The SEC cracks down on centralized service providers offering crypto staking solutions. That became apparent when crypto exchange Kraken was forced to settle over a potential breach of securities regulations. The company will pay a $30 million fine and immediately remove all staking from its platform. However, that only applies to users in the United States.

The company may face similar scrutiny in other regions. Even so, that doesn’t mean people are no longer allowed to stake cryptocurrencies. The move prevents centralized exchanges from exerting too much control over user assets. Locking people into the exchange ecosystem through solutions like staking creates more custodial control. Unfortunately, that has never benefited the crypto user, as there are too many trade-offs. 

With Kraken settling with the SEC pretty quickly, other service providers may follow suit. The US government purposefully wants to set itself back a few steps in cryptocurrency adoption. That is an odd choice, given the current economic climate. Moreover, many wonder why the SEC wants to go after Kraken over its staking service. The same agency failed to prevent FTX from collapsing and its owner from stealing millions of dollars. 
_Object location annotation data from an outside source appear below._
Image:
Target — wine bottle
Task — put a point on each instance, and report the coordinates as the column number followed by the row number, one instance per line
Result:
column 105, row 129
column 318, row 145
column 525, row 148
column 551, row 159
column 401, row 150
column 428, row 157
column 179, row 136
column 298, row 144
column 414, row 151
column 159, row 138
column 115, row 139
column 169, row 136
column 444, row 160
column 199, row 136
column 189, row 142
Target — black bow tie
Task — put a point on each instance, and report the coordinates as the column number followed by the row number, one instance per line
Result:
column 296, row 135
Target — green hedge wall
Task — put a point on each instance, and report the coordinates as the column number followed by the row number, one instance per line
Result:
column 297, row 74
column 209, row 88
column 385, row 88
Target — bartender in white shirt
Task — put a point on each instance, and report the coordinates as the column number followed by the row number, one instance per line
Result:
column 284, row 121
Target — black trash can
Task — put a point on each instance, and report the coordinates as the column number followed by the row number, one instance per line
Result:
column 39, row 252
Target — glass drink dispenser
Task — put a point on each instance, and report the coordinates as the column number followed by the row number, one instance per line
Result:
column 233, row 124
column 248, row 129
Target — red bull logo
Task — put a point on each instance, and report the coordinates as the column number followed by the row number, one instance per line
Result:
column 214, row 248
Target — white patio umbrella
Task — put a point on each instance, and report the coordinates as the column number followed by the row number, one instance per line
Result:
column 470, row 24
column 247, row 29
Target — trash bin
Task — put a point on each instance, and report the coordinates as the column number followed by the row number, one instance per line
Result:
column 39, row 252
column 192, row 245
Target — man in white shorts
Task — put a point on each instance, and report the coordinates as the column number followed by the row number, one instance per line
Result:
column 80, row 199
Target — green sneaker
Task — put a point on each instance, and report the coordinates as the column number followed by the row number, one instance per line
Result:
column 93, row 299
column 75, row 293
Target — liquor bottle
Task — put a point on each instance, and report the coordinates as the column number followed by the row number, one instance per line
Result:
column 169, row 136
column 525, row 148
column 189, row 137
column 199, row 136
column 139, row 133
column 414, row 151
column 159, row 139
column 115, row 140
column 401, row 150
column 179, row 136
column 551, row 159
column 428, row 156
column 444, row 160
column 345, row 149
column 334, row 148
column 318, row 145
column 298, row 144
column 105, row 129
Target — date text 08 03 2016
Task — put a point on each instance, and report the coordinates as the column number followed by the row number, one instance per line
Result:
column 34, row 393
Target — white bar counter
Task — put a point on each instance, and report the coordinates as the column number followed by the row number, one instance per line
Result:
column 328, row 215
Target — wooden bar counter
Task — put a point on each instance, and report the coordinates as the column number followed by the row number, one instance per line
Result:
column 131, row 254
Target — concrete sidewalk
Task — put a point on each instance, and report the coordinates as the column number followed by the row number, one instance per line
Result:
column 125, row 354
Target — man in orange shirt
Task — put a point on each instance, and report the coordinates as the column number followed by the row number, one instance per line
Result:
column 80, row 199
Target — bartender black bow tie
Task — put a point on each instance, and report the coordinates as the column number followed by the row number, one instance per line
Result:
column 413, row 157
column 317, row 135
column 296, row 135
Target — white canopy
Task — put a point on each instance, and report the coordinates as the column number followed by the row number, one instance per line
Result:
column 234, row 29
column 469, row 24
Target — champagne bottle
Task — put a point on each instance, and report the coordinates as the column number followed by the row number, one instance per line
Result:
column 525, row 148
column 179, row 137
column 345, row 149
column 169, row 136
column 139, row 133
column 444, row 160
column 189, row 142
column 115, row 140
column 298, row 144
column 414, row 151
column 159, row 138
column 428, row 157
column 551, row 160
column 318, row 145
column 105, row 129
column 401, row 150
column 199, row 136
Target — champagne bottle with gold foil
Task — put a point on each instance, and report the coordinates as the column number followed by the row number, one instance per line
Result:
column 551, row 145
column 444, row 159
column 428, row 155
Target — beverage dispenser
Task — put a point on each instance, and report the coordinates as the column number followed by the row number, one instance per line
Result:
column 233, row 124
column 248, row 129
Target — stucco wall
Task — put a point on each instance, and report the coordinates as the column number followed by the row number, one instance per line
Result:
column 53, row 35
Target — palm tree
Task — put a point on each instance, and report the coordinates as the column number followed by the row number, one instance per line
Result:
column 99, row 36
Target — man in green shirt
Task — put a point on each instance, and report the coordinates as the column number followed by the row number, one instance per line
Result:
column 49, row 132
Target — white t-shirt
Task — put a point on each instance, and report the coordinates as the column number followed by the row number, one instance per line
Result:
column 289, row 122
That said, other exchanges operating in the US are on high alert. Firms like Coinbase also provide staking support. They may either adjust the service or remove it altogether. That has not been confirmed, but it seems a likely outcome if the SEC aims to become more aggressive.

However, Kraken didn’t register its staking-as-a-service product, whereas other companies may have. It will be interesting to see what comes of this scrutiny by the SEC. 

The more prominent topic is how crypto staking hasn’t become illegal. Users can still move crypto assets to a self-custody wallet and engage in staking through the network.

That is the benefit of decentralized systems: centralized providers can be shut down, but that doesn’t invalidate the technology. If anything, it will lead to more decentralization for most PoS networks.

Users enjoy the convenience of centralized exchanges providing staking-as-a-service. They buy crypto on the platform, click a few buttons, and earn passive income. It is straightforward, and few people mind paying fees or not being in control of their funds. However, the SEC crackdown illustrates the need for self-custody in 2023 and beyond.

The SEC intends to look at any provider offering staking-as-a-service, lending, or “other means” to collect investors’ tokens. That leaves much to the imagination and may signify a more extensive crackdown on cryptocurrency in the United States.

Should that be the case, the industry will come out stronger. It does not rely on the US – or any other individual region – to remain relevant.